PolishSelection() applies a 1-swap local search anchored on the critical edge — the pair realising Tk — and is a fast post-processor for any greedy selector. Applying it to a single-seed (weaker) Gonzalez result often recovers a few extra units of Tk:

idx_raw      <- Gonzalez(d50, n = m, seed = "first")   # single, weaker seed
TkScore(d50, idx_raw)
#> [1] 1.322782

idx_polished <- PolishSelection(d50, idx_raw)
TkScore(d50, idx_polished)
#> [1] 1.416314

attr(idx_polished, "swaps")   # number of improving swaps applied
#> [1] 1

When to use which method

Scenario Recommended
Speed matters most, N up to a few thousand Gonzalez() (ensemble default)
Deterministic, reproducible refinement DropAddTS()
Best quality, set seed for reproducibility GraspPR(seed = ...)
N > 46 000 (distance matrix infeasible) DropAddTSPoints() or Gonzalez(points = ...)
Arbitrary metric with no coordinate embedding Gonzalez(<column function>, N = ...)
Proven optimum, N ≤ ~ 25–30, highs installed ExactMaxMin()
Post-process any selection cheaply PolishSelection()

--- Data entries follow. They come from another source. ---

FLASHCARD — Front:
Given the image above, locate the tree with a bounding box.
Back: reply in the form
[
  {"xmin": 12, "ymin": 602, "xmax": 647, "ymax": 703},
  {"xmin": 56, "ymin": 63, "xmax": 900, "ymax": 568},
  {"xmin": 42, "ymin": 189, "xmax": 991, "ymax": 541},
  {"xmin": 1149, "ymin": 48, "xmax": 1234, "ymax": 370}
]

The heuristics are complementary: Gonzalez() is O(N · m) and deterministic — an instant first result. DropAddTS() is deterministic and reproducible (no RNG), typically reaching ≈ 99 % of optimal; the seed parameter governs only the RNG used for tie-breaking, not the algorithm itself. GraspPR() is stochastic and usually edges out DropAddTS() on Tk, but requires a seed for reproducibility. For any of these, PolishSelection() can squeeze out further improvement at negligible cost.

The CRAN package maximin constructs continuous space-filling designs by generating new points.